- Film poster
- Directed by: Vijay S. Bhanushali Smita Maroo
- Written by: Vibha Singh Jaspinder S. Kang
- Produced by: Smita Maroo
- Production company: Point Studio
- Distributed by: Shemaroo Entertainment
- Release date: 11 November 2011;
- Running time: 95 minutes
- Country: India
- Languages: English Hindi

= Super K – The Movie =

Super K (also known as Kiara the Brave in the United States) is a 2011 Indian animated fantasy film written by Vibha Singh and Jaspinder S. Kang and directed by Smita Maroo and Vijay S. Bhanushali, from a story concept by Maroo. The film was produced by Smita Maroo and released by Shemaroo Entertainment.

==Plot==
Dreamzone is a special world in the Galaxy, ruled by the kind-hearted King Maximus with his daughter Princess Kiara. Unknown to him, his brother Dreadmus is plotting to overthrow him. Dreadmus creates Super K, a boy superhero, using the powers of all the Dreamzonians. But a goof-up causes Super K to turn out a freak in Dreadmus's view, unable to control his powers, and he is deserted by Dreadmus, who leaves his minions named Accidentally and Suddenly to take care of Super K. Dreadmus befriends the evil Dr. Ozox, a masked alchemist who has his own sinister plan to take over Dreamzone.

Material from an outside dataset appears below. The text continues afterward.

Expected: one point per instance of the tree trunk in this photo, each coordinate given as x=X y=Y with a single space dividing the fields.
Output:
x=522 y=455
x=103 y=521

Super K and his friends come together to protect Dreamzone from the evil clutches of Dr. Ozox, but at the same time, Super K has to learn to control his powers.

==Characters==

- Princess Kiara
- Super K
- King Maximus
- Badmess (Dreadmus in the US)
- Accidentally and Suddenly
- Destiny
- Dr. Ozox
- Cyberbaba (Mesmoriser in the US)
- The Sun
- Venus
- Earth
- Mars
- Jupiter
- Saturn

== Release and reception ==
The film was released on Yahoo! Movieplex, a feature of the Yahoo! India web site, as an exclusively online animated feature film. In 2012, it was released directly to video in the United States as Kiara the Brave, with cover art showing only princess Kiara (a secondary female character with red hair). This was considered by many to be an obvious attempt to remind consumers of the female, red-headed protagonist of Brave, a Pixar Animation Studios film set in medieval Scotland.
Upon release, the film was panned by critics.